Mr. Gene Sally, left, visits with Senator Dan Brown and Mayor Bill Jenks, III
I recall in my memory bank roll had only one police car and one traffic light at 8th and Pine Streets, three theaters – the Rollamo, The Uptown and The Ritz. Admission at one time was a dime and popcorn was a nickel.
  • John Wilson, a high school soda jerk at John and Lenore Morris Scott’s Drug Store who became Chief Economist for Bank of America in SanFrancisco.
  • Ben Thomas, Herman’s son and Tom’s Brother who was and is one of the most successful and talented lawyers in Arizona. He was captain of Missouri’s golf team.
  • Don Tankersley who had many country music songs in the top ten, sung by Charlie Pride, Johnny Cash, Johnny Paycheck and others.
  • Victor Mature at Malo’s Restaurant almost every night while making a war movie at Ft. Leonard Wood.
  • Mickey Mantle visiting Bow Wow dog food doing a promotional experience.
  • John Lenox, now deceased – a sensational basketball player at Warrensburg hired by Shelter Insurance for $2,900/year to being President of the company making several million. His favorite place as hunting acreage that he owned between here and Salem.
  • I visited with Robert Wadlow at Williams Shoe Store. He was 8 feet 11 inches tall, weighed 450 pounds, the world’s largest man.
  • I saw an entire block of business buildings burn to the ground at 6th and Pine with no loss of life.

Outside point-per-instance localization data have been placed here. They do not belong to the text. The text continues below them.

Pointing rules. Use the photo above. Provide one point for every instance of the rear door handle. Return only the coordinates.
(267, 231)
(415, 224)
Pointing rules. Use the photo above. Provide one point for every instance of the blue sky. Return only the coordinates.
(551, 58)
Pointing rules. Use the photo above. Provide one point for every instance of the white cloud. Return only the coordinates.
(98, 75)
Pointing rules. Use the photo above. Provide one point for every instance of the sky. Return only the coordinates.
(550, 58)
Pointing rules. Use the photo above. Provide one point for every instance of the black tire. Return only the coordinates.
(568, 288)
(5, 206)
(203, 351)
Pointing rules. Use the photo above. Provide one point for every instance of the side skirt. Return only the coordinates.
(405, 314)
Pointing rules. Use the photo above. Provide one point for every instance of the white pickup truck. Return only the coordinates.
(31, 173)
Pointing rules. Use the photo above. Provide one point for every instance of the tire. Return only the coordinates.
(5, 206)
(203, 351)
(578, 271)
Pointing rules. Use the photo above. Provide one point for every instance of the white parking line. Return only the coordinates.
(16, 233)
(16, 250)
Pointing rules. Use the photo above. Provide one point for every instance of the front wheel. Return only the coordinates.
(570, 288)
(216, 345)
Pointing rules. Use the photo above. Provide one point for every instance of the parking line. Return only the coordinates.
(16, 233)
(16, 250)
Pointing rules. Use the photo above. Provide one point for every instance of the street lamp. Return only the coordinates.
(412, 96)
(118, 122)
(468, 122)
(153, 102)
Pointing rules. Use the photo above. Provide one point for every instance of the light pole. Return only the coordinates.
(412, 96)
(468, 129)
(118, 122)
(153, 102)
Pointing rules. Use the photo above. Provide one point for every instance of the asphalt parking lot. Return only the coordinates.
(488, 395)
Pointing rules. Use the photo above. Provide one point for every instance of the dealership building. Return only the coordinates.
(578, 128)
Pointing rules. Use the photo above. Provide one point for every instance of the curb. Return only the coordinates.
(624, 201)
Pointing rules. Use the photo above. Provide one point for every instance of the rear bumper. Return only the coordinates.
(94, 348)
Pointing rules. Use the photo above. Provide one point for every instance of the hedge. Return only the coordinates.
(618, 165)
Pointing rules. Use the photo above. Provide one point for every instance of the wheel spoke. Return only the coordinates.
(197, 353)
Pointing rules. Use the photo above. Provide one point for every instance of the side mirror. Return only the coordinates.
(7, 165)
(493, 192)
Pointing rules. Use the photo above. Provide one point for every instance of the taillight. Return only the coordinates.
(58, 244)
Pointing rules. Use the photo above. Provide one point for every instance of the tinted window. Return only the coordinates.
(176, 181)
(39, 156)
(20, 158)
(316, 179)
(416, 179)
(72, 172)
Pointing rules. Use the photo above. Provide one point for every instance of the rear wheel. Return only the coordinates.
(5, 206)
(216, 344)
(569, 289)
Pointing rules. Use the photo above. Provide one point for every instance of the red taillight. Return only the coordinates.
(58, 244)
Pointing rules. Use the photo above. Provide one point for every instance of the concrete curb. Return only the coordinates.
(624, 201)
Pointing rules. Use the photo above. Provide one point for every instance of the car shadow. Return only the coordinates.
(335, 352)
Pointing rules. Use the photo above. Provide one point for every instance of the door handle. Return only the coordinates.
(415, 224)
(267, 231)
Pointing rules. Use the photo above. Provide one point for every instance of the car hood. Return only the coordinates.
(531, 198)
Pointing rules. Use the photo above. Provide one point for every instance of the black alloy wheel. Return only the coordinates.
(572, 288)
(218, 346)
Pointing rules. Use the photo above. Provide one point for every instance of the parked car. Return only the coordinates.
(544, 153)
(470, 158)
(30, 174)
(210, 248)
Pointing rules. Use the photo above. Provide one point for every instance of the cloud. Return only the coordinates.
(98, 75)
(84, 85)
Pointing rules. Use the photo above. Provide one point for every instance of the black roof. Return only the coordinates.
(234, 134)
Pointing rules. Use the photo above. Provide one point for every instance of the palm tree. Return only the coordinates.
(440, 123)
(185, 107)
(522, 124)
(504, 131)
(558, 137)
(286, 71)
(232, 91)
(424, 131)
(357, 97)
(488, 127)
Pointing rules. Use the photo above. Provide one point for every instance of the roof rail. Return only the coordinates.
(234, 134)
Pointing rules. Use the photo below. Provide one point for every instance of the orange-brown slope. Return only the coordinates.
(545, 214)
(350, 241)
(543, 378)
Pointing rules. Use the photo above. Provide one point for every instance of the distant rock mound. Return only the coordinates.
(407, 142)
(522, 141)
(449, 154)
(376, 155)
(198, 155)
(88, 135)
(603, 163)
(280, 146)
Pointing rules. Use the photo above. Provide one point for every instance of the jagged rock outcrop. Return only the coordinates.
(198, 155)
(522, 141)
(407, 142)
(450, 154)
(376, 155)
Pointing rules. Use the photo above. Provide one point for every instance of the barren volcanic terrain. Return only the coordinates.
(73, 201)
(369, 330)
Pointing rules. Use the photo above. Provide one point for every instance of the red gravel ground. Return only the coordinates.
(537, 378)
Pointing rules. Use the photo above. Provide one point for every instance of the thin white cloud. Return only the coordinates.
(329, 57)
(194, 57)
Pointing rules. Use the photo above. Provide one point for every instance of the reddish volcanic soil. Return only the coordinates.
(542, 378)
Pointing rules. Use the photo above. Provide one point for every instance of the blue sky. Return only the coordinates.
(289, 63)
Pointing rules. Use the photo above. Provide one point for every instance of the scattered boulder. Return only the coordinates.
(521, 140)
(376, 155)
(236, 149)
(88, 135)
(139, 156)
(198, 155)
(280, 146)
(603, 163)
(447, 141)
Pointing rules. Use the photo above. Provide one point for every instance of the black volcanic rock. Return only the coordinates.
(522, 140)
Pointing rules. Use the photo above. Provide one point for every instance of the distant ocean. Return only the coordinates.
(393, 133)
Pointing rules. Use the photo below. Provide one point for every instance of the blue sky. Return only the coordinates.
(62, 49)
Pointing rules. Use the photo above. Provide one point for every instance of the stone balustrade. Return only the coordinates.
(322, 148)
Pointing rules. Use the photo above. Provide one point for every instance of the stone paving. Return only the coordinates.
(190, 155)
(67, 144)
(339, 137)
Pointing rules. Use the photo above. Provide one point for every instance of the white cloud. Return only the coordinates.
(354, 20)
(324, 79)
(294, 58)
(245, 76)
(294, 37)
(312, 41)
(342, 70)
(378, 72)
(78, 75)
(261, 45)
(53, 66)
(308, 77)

  • I met President Harry S. Truman two times, ten years apart. I said Mr. President, Gene Sally, Rolla, Missouri. Both times he immediately responded, “Is the Edwin Long Hotel still there?” Then said, “How is my friend Judge Allison.” I said I would give him your regards.
  • I must mention my Uncle Ken Lanning, a member of the Missouri Golf Hall of Fame. Sports Illustrated did three pages on him and Golf Digest presented him with the number one award for contribution to Junior Golf. He gave over 1,000 sets of clubs to young players. He also won several hundred amateur championships.
  • Marvin Breuer, known as Floppy, was a Rolla boy who pitched in two World Series in his five years with the New York Yankees. Bill Dickey, the great Yankee catcher, told me he had the BEST curveball of any pitcher he ever caught.
  • At one point in time I renewed my friendship with C.D. Ward, from Newburg, Mo He was then Vice-President Spiro Agnew’s domestic assistant. After attending a week-long National Governor’s Conference in Puerto Rico, I was invited to fly back to Washington, D.C. on Air Force One with 27 Governors. Shortly after takeoff I was asked if I wanted to make any telephone calls. I said “No thank you.” No one I knew would believe I was actually on Air Force One. 
  • In closing, I left Rolla in 1980. But, I made sure that Rolla never left me. My California license plate was ‘RollaMo’, my e-mail address was Even today with a home in Kansas City, my license plate is Rolla1. I have lost count of notes left on my windshield by someone associated with good memories of Rolla.
    I thank you for this illustrious occasion. It is really something for a boy from the wrong side of the railroad tracks, wearing hand-me-down clothes, selling newspapers at 9th and Pine and working summer jobs mowing yards and at Ed Wynn’s filling station.
    You have allowed me to catch the shiny brass ring on the merry-go-round of life.
    It’s been quite a ride.

    Thank you.
    Gene Sally,Rancho Mirage, Calif.